Enhancing LIBS analysis accuracy of C element in low-carbon alloy steel by automatic segmented modelling with nonlinear-regression-based spectral line selection and Mahalanobis distance kernel space classification

Abstract

The instability of the Laser Induced Breakdown Spectroscopy (LIBS) spectral intensity amplitude of C element in low-carbon alloy steel greatly decreases the analysis accuracy. Traditional one model strategies usually suffer from the over-fitting problem, while multi-model strategies heavily depend on the prior knowledge of segmentation.
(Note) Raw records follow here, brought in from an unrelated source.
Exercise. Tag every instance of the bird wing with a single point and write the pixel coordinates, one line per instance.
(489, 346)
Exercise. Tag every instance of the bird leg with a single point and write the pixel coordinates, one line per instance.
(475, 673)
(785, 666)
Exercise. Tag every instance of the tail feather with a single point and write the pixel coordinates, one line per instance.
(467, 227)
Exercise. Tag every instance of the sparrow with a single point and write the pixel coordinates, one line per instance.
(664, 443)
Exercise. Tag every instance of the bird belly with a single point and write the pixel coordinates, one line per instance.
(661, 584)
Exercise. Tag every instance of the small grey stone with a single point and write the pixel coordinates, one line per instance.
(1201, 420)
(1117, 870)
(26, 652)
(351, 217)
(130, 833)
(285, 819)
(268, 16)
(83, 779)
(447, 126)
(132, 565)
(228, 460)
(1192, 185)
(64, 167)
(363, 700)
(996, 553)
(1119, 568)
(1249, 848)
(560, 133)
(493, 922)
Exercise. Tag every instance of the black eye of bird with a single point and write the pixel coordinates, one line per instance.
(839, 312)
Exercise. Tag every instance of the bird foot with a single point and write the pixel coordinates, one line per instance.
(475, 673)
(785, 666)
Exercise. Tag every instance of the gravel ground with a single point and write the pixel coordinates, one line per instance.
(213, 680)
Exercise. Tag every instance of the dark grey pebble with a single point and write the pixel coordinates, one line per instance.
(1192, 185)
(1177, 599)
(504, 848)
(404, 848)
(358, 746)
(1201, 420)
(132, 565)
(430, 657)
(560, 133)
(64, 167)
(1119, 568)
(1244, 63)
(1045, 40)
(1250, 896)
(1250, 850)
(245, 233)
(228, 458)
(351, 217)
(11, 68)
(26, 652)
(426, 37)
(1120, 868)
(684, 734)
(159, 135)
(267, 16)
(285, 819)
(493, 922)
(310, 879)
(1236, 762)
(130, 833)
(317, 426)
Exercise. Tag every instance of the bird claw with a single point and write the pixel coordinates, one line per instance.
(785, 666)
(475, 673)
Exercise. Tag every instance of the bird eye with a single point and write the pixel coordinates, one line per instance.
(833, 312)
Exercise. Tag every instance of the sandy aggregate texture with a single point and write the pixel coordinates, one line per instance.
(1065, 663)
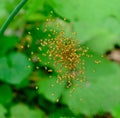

In this paper, an automatic segmented model with nonlinear-regression-based spectral line selection and Mahalanobis distance kernel space classification is proposed to enhance the LIBS quantitative analysis accuracy of C element in low-carbon alloy steel. The nonlinear logarithmic PLSR method is used for analysis line selection. For predicting the concentration of an unknown test sample, the Mahalanobis Distance Kernel Space Classification (MD-KSC) method is utilized to determine which segment model should be applied. Experiments on the alloy steel dataset which consists of 7 standard samples and 30 industrial production samples, with C concentrations less than 0.102%, were carried out. Results show that with the proposed automatic segmented modelling the total Mean Relative Errors (MREs) for predicting C element can reach 2.75%, which is better than those of the traditional methods. The comparative experiments also verified that the nonlinear logarithmic PLSR based analysis line selection method is superior to the Ridge-RFE and the second derivative method.